The little one arrived on Thursday at Chester Zoo to mum Thi Hi Way, in what is considered a “huge boost” to the zoo’s endangered species breeding programme.
Zookeepers believed that the 35-year-old mum of six calves had begun a natural resorption process, where the foetus dies and is reabsorbed.
Thi Hi Way had exceeded her due date and was starting to lose weight, while her hormone levels suggested she was reabsorbing the calf.
But she surprised the zoo on Thursday with a healthy male calf – her seventh – after a 25-month pregnancy.
“This is a wonderful matriarch to our family herd and a really experienced mum,” said Mike Jordan, collections director at Chester Zoo.

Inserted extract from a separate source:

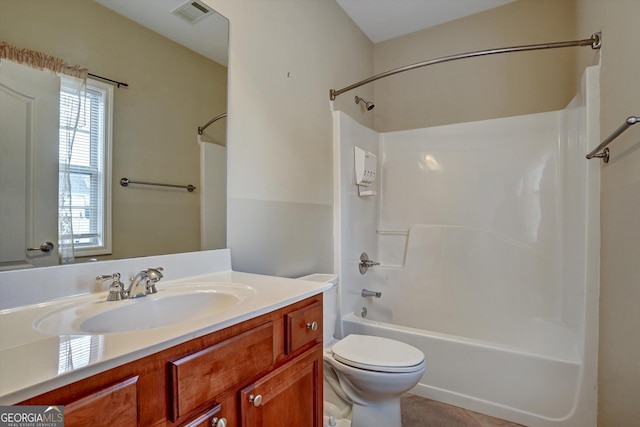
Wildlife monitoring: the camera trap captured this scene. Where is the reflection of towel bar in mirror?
[120,178,196,193]
[198,113,227,135]
[587,116,640,163]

“She has successfully given birth to seven calves, but this time around circumstances were really quite astonishing.”
He added: “The new youngster was up on his feet, suckling from mum and bonding closely with the rest of the family herd, including one-year-old calves, Indali and Aayu.”
The usual length of gestation for elephants is 22 months, the longest of any mammal.
Faced with habitat loss, poaching, and direct contact with humans, Asian elephants are listed as endangered on the Red List of the International Union for Conservation of Nature.
Disease is also a threat, and scientists at Chester Zoo are working to find a cure for elephant EEHV, a deadly disease among the mammals.
The zoo is also involved in a breeding programme which aims to sustain the elephant population in Europe.